1Baruch College, CUNY and NBER, (email)
2Baruch College, City University of NY, (email)
3University of Illinois at Chicago, (email)
4Baruch College, CUNY, (email)
Citation Information: Topics in Economic Analysis & Policy. Volume 6, Issue 1, ISSN (Online) 1538-0653, DOI: https://doi.org/10.2202/1538-0653.1402, April 2006
- Published Online:
The Out-Of-Wedlock Birth Reduction Bonus (Illegitimacy Bonus), part of the 1996 welfare reform legislation, awarded up to $100 million in each of five years to the five states with the greatest reduction in the non-marital birth ratio. Alabama, Michigan, and Washington D.C. each won bonuses four or more times, claiming nearly 60% of award monies. However, for these bonus winners, changes in the racial composition of births accounted for between one-third and 100% of the decline in the non-marital birth ratio.

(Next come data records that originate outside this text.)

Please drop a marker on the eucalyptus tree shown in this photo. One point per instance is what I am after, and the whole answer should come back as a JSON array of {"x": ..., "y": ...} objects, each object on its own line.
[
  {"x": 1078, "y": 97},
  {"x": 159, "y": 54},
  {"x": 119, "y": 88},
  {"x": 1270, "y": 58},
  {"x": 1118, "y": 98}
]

The non-marital birth ratio fell most in D.C., averaging 1.5 percentage points per year over the award period. Declines in non-marital birth ratios in Michigan and Alabama were slight. But the non-marital birth ratio fell in D.C. in large part because the number of black children born there fell dramatically, and a decline in the black population alone accounted for one third of the decline in black births. Within-race changes in non-marital birth ratios raised the overall non-marital birth ratio 0.5 percentage points in Alabama, and lowered the non-marital ratio by one percentage point in Michigan, and by about three percentage points in Washington D.C. Because it was based on unadjusted changes in states aggregate non-martial birth ratios, the Illegitimacy Bonus rewarded racial/ethnic compositional changes at least as much as it rewarded declining non-marital birth ratios within major racial/ethnic groups.